Two types of bias that investigators are prone to are hindsight and outcome bias. Hindsight bias simply is the preconception that your findings in an incident should have been apparent to those who were experiencing the event in real time. Outcome bias places value judgments on an event that’s based on the perceived gravity of the outcome alone. The problem is that, despite our best efforts to remain objective, humans have a natural proclivity to observe that, when reviewing events prior to a bad outcome, they clearly could “see it coming.” We are calibrated poorly because of hindsight bias and greatly overestimate what our ability would have been to see the negative outcome and its severity before it arrives (“Applying Human Performance Improvements in an Industrial Field”).

Having a standardized approach to investigation through applied tools and processes allows the investigator to remove at least some of the bias that’s inherent in our nature.

Big data

The need for data in today’s world is paramount in running a successful organization. The ability to serve your community adequately, to take advantage of emerging technologies, and to ensure that employees work safely and effectively all hinge on the ability to collect and interpret data. Prior to my department’s implementation of just culture, it was impossible to quantify how many accidents, injuries or near-misses went unreported. Reasons for this include a complacent attitude toward risk and safety and a culture that was perceived as punitive and reactive. Since the department implemented a just culture, it has seen an uptick in reported incidents. This isn’t to say that the department is at 100 percent compliance and doesn’t have room to improve. However, the department is able to collect data on its accident reports and identify trends to determine how best to modify systems and train employees to mitigate risk.

Data really is the key to closing the loop within the just culture framework. Without follow-through, no system can have much of an effect on an organization.

Building trust

Building trust within an organization is difficult, particularly when you talk about relationships between staff and line members. I do believe that many of the department’s employees believed that they operated under a punitive culture prior to the introduction of just culture. I don’t believe that this was department leadership’s intent nor that their actions indicated such a culture.
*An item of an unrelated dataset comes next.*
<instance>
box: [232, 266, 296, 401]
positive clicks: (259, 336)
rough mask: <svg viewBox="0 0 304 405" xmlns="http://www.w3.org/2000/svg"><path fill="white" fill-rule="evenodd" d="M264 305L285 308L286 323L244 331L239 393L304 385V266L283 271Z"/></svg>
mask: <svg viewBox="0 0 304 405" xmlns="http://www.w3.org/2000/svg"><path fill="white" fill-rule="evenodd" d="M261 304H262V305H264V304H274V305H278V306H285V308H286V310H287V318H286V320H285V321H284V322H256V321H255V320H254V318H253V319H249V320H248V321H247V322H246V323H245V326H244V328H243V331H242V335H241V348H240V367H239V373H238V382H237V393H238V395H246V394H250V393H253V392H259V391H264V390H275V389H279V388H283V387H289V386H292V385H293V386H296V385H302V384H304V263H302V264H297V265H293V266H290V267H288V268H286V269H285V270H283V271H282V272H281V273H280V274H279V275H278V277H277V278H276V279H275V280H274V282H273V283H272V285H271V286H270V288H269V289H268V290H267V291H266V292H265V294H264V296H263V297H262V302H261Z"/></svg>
However, unfortunately, perception is reality.

Building trust requires consistency and follow-through. The department has been committed to implementing and consistently applying the just culture framework. Although this is a slow process, we believe that it is one that is worth doing. As employees gain confidence and understanding in the process, their comfort level in reporting improves. Information and lessons learned are shared through quarterly meetings in which safety officers discuss previous incidents and how to prevent future occurrences while keeping names anonymous. Over time, something that at first seemed foreign now is commonplace.

A just culture is an evolving process that never will end, but by weaving it into the fabric of the organization, you can ensure that it continues to benefit your employees and your community as a whole.